Minor disaster with the probability of becoming something worse, you never know where these values will end up being used/stored and it's likely that somewhere else in your code some weird form of equality will start appearing at some point (value1-value2<1E-04, lol).
> Using doubles for crypto prices instead of fixed point seems like a disaster waiting to happen?
TDLR; nope.
That depends what you use the incoming data for. Bookkeeping, yeah. And that's about it.
This doesn't look like it was meant for that. Some sort of trading where you track a bunch of indicators over a day (not HFT at their timings at the moment but along those lines): you absolutely want to avoid fixed point because of the speed penalty. See also [1].
Indeed. Although I don't know what precisions are required in crypto products, in traditional trading an 8 byte double is quite enough - the price submitted will have to be rounded to the instrument's precision anyway (e.g. most spot FX products are rounded to 5 decimal places).
With a caveat here, after a very quick look at the code: The price here is defined as long double, which can be different among platforms... My Mac/clang says that long double is still 8 bytes, Linux on that same arm64 machine says it's 16 bytes (and I'm not sure what that's mapped to these days - 80bit FPU instructions, or some Float128 representation)
The orderbook class uses original strings received from the exchange as keys. However, in some places, numbers are compared with a precision of 1e-12 as long doubles. I plan to modify this to use the symbols' price step from exchangeInfo.
How can you say that so confidently?
Floating point is terrible for decimals, as any number not consisting of only 0's and 5's after the decimal point does not have a precise representation.
What if you're counting ratios or differences? Those values are no longer precise. What if you're comparing those ratios or differences? That comparison cannot be trusted.
What if you have a NaN? Now all your comparisons return false and any values you calculate from the NaN will also be NaN.
There is no way you can confidently claim these issues won't show up in a production system without doing fuzzing and formal verification. Just use big integers, 64 bit integers can represent 18 quintillion (short scale) values, which if you're trading in fractions of cents should be enough of a range for the foreseeable future. 128 bit integers will always be enough.
You are correct. When I referred to 'real-time', I meant it in the sense that it is as efficient as consuming data directly from the exchange's WebSocket because, during the consumption stage, data is directly consumed from the exchange, not an intermediate server.
Since Binance only provides 100ms diffs, there isn’t 'real-time' in the sense of receiving each atomic orderbook change.
Thank you for your feedback, I changed the description.
There aren't any.

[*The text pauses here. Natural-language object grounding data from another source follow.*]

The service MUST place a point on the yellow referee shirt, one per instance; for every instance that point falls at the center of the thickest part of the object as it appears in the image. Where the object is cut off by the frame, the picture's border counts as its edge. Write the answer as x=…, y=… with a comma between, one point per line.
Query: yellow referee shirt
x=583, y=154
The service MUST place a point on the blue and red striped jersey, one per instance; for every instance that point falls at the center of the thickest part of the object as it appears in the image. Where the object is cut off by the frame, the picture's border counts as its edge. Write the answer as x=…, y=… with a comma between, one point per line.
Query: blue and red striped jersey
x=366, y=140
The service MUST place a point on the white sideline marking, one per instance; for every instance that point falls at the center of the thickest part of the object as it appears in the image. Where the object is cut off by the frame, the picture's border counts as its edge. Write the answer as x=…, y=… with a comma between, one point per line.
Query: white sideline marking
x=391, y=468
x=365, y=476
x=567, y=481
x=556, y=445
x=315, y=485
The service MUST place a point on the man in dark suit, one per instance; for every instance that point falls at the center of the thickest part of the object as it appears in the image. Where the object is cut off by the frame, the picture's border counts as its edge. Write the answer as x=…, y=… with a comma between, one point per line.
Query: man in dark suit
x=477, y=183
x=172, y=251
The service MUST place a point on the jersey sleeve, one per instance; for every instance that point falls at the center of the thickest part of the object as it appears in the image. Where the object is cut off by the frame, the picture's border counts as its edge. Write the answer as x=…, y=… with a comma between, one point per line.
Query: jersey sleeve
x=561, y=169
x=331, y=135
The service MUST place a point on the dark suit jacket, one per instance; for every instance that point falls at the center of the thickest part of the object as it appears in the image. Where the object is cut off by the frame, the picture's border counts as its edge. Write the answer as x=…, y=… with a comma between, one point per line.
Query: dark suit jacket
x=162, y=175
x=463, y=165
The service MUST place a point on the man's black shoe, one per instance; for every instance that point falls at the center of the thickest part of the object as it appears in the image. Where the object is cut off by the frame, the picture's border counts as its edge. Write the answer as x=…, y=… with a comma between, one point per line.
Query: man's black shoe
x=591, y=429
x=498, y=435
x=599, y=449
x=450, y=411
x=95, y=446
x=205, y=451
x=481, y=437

The fastest access you can get to Binance is in apne1 (az depends on which products you are trading). There are also a lot of systematic strategies worth automating that aren't really latency sensitive.
The crypto/cloud equivalent is letting market makers connect directly to the exchange front end servers via AWS VPC peer or equivalent rather than going via the public load balancers.
No such thing as colo for most crypto exchanges, at least not officially. But your general point still stands. This is a cute project that's likely useless for anything serious. People go to great lengths to shave a bunch of ms off these feeds.
lots of programmatic strategies are not latency sensitive, most even
and the crypto market, despite its volatility, does not move that fast, it just has 24 hour trading, in comparison of 6-8 for equities, in a single day
so the 3x greater trading sessions create the eternity
It's cmake based, you can download cmake and the other dependencies and just compile it.
Edit: actually no, the networking bits have some platform specific #ifdefs. The code looks not too difficult to rewrite into a WinHTTP based client, though.